Talking in circles, per usual

So it's been a while since I've posted while completely sleep deprived from staying up far too late and waking up far too early.

And of course there's boys involved. It seems that most parts of my life (knock on wood) are on pretty steady and at least somewhat predictable ground. So of course I'm going to focus on the part that's unsteady and unstable and probably ready for a giant mudslide. And, yes, I'm pretty much jumping up and down on this part of the ground, trying to see what will happen and desperately hoping that I don't get buried underneath it if it does give out.

Extended metaphors are awesome, by the way.

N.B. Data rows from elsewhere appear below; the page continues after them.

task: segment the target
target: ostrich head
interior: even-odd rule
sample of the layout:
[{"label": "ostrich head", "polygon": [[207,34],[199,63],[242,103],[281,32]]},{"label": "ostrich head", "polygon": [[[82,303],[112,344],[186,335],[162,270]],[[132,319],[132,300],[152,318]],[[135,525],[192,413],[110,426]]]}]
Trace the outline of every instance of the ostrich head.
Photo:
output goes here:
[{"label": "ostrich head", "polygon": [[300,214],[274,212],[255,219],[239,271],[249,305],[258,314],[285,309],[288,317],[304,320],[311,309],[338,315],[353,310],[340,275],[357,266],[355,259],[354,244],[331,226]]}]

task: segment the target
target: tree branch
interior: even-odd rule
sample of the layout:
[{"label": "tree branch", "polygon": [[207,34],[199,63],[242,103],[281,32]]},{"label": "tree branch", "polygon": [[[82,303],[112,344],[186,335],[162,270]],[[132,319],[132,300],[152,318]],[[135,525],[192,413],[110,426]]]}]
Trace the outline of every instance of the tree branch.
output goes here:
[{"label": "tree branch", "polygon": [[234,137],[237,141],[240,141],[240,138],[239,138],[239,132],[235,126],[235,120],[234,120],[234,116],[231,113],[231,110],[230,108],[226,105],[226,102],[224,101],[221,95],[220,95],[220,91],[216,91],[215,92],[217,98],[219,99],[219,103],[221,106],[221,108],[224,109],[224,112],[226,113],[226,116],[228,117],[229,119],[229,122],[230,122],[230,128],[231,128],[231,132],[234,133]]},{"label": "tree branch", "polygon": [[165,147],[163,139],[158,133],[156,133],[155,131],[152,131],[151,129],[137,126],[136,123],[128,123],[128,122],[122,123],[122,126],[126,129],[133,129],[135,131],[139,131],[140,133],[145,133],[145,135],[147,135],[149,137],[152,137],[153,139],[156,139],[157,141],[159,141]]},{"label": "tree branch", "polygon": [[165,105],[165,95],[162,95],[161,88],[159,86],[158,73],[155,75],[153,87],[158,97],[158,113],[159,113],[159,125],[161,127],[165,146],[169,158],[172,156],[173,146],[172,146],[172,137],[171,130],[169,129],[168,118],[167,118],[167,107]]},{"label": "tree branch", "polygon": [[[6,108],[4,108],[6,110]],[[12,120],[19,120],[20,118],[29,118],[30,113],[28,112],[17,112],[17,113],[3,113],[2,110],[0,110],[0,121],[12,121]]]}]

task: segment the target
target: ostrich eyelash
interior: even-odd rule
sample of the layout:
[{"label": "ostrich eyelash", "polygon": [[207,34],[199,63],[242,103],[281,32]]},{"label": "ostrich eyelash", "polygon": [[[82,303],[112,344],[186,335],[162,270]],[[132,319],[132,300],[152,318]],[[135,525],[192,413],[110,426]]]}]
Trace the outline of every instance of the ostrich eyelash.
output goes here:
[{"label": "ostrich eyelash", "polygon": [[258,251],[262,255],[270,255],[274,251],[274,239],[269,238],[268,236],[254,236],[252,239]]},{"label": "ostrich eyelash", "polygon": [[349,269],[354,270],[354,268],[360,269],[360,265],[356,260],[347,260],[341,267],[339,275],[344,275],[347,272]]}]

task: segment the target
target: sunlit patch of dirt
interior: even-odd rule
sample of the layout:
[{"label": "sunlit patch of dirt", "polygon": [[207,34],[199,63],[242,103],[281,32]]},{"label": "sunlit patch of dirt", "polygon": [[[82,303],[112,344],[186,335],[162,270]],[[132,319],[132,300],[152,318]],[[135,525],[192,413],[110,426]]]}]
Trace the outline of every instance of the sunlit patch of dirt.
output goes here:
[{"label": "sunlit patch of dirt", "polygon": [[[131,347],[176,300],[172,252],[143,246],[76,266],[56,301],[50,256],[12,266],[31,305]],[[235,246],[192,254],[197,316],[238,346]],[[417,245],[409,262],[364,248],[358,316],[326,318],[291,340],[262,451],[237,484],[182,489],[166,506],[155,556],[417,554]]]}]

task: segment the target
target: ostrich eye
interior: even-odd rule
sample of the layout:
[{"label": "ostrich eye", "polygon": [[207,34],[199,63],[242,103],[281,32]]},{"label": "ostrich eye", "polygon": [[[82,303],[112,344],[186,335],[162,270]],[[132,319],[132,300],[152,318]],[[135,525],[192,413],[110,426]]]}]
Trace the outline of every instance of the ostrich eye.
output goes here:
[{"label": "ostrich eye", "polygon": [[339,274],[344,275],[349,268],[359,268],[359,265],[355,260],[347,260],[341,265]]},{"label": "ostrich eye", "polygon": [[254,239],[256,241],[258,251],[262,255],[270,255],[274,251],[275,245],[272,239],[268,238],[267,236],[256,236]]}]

And, in what will surely come as a surprise to regular readers of this blog, what I'm vaguely referring to does not involve the Enigma. Yeah, I know, right? I'm pretty shocked myself in all honesty. Most of my friends have come to the conclusion that if something hasn't happened with a guy by now, it isn't going to happen. And, well, there's probably a lot of truth in that statement - I just don't want to believe it.

So he's still lingering in the recesses of my mind. But my issues with that are not pressing. No, there's a new guy, who I'll call Parker, who has emerged in a sudden whirlwind, and seems like he'll leave just as fast.

Yeah, how do you deal with someone who doesn't even live on the same side of the country as you and who's not going to be at school next semester? How do you decide what to do when the only thing possible is a long distance relationship after what would be a maximum of three weeks? And what do you do if you still maybe like someone else? What if your emotions are confusing and you're not even sure if they're right? Universal Decision Maker? Yeah, I don't think so.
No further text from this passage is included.